Buraya ilk geldiğimizde pek gezememiştik. Zaten çok da kalmamıştık. Burası Zedd'in bizi ilk getirdiği binaydı. Burada garip insanlar kalıyordu.

Tabii, biz tek bir kata hapis olduğumuz için diğerleriyle pek karşılaşmamıştık.

Ben:" Tamam. Özür dilerim."
He-Ran:" Daha yüksek!"

Gözlerimi devirerek rüzgarda uçuşan saçlarıma baktım. Jimin neredeydi? Uyandıktan sonra biraz zaman geçirmiştik.

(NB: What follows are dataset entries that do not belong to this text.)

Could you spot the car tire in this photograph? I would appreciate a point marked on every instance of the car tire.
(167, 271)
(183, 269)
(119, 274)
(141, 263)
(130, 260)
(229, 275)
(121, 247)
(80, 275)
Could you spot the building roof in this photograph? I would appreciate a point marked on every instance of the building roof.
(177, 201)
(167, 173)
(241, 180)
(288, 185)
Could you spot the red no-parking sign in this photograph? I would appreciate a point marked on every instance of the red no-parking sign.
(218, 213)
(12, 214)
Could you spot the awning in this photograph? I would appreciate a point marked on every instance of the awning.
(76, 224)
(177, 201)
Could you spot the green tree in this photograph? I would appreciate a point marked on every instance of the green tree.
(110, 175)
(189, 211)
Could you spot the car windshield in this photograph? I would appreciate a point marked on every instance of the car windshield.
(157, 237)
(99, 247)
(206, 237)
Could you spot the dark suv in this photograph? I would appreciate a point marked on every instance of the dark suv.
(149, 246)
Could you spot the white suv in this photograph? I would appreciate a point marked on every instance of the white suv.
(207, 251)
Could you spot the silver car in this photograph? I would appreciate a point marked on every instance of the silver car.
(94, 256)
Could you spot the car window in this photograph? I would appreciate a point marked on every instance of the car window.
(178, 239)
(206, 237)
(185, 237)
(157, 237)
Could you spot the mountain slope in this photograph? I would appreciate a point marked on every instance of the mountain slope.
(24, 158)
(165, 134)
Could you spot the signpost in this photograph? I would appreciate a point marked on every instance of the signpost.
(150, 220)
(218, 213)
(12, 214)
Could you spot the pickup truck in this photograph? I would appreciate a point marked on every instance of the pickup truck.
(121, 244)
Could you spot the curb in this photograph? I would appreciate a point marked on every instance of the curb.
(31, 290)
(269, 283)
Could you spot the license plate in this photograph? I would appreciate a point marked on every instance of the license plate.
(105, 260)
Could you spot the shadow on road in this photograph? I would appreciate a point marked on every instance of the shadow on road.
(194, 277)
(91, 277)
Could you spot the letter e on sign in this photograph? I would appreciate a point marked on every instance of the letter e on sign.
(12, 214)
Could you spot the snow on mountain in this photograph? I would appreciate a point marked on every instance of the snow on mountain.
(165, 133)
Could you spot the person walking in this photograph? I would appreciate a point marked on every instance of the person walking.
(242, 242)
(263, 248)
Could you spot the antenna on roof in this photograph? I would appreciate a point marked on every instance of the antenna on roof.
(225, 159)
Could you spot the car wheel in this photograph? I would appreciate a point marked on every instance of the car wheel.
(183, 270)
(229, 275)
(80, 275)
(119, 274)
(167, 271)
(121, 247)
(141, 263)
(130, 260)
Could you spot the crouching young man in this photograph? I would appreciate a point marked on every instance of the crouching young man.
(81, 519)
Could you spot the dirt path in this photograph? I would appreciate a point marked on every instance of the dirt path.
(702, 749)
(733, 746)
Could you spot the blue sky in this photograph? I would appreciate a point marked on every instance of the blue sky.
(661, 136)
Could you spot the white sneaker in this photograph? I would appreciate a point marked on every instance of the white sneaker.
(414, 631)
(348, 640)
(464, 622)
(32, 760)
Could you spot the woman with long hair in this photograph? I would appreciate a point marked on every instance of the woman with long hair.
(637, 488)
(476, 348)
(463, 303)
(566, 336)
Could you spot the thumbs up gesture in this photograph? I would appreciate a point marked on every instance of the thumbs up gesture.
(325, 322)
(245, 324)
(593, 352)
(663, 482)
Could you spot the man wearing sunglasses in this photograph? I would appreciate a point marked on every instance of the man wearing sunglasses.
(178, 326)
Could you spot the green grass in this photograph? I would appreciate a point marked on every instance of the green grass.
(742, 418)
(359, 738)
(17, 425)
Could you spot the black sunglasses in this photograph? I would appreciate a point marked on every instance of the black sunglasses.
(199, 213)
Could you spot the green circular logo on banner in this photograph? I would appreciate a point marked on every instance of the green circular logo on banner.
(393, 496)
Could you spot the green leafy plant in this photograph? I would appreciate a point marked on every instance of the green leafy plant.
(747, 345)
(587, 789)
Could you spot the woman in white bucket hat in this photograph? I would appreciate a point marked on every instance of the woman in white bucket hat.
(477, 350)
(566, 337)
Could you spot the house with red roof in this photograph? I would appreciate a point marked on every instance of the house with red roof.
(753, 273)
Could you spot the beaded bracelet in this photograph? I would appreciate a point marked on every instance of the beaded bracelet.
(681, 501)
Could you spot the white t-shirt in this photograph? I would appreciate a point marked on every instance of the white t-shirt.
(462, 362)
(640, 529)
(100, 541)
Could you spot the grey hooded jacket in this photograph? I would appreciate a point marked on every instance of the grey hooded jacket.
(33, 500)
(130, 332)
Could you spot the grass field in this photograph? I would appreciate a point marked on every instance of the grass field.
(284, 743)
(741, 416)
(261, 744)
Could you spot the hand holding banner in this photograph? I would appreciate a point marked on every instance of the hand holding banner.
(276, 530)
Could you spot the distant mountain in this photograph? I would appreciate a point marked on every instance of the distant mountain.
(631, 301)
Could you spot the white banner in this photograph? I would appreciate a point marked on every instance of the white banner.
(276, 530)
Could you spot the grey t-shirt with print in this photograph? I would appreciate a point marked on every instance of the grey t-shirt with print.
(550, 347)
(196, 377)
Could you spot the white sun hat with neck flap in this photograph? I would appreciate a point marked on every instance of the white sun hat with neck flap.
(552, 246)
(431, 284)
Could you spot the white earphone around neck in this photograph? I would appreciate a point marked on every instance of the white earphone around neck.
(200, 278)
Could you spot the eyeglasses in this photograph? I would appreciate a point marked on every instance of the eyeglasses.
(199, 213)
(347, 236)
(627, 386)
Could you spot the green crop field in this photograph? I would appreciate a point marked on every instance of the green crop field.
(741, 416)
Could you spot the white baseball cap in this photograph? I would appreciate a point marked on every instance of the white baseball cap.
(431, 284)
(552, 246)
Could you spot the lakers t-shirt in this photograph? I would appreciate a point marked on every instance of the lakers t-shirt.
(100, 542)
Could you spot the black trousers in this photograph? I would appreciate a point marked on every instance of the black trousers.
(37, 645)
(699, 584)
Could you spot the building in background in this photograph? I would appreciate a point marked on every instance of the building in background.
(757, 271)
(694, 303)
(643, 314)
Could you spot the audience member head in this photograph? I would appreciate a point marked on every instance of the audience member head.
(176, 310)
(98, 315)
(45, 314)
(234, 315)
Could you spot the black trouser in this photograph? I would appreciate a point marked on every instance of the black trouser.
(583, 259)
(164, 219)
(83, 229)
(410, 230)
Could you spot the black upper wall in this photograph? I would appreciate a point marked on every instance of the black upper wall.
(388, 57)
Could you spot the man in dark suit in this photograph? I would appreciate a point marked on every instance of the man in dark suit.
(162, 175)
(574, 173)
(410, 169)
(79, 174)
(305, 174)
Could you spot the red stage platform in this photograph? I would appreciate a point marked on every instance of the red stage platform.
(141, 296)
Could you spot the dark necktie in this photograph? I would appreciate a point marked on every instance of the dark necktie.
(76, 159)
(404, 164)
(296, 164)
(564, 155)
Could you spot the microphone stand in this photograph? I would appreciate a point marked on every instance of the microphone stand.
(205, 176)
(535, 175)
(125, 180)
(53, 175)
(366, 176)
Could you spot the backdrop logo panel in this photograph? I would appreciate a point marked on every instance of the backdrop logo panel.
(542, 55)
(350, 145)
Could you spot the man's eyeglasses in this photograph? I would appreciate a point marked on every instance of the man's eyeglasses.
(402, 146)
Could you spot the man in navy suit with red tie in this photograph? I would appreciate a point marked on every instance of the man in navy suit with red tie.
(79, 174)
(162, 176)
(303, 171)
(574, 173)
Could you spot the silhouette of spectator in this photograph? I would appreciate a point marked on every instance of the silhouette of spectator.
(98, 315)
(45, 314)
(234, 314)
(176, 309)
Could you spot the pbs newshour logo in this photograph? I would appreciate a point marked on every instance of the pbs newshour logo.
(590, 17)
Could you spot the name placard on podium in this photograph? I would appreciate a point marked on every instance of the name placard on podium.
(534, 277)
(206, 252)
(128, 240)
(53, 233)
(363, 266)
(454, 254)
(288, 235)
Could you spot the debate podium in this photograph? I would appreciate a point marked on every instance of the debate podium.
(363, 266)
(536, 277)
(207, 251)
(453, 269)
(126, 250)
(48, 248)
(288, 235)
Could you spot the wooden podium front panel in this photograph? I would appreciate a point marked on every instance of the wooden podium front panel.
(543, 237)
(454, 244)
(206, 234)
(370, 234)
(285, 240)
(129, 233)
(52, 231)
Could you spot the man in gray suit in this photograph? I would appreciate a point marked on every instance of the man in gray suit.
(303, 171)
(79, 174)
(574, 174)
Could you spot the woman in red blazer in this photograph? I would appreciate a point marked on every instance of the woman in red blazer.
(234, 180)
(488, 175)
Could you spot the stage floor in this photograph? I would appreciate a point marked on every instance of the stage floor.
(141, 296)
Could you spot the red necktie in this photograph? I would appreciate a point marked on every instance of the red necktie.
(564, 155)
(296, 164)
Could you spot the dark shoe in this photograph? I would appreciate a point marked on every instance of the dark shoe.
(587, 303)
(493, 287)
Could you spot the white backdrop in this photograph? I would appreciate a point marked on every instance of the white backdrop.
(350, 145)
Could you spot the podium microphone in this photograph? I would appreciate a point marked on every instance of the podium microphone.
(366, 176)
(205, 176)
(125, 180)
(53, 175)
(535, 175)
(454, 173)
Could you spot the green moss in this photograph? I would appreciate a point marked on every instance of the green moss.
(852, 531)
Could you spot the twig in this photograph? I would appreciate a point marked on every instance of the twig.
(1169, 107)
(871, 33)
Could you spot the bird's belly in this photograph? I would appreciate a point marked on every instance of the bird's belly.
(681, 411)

Yanımdan bir an olsun ayrılmamıştı. Sonra bir anda yok olmuştu.

Ben:" Özür dilerim!"

Daha gür çıkan sesim onları tatmin etmeliydi.

He-Ran:" Bu da fazla mı gür oldu ne?"

Sinirden cinlerin tepeme çıkıp horon tepmeye başlamıştı.

Ben:" Biraz daha abartın ve sizi kendi kanınızda boğayım!"

Jungkook ses tonundan ürkmüş olacak ki pes etti. Sonunda ayaklarımın üstüne bastığımda ilk olarak He-Ran'a baktım.

O da kollarını göğsünde bağlamış kızgın kızgın bana bakıyordu.

Jungkook:" Kız kavgası izlemeye bayılırım. Ama tercihen sizi ayırmak zorunda kalmayacağım bir ortamda kavga edin."

Onu tamamen duymazdan gelerek He-Ran'ın yanına adımladım.

Ben:" Küs müyüz?"

Cevap vermeden kafasını başka yöne çevirdi.

Ben:" Trip mi yiyorum?"

Bana hiç cevap vermeden arkasını döndü ve sarı saçlarını savurarak yürümeye başladı.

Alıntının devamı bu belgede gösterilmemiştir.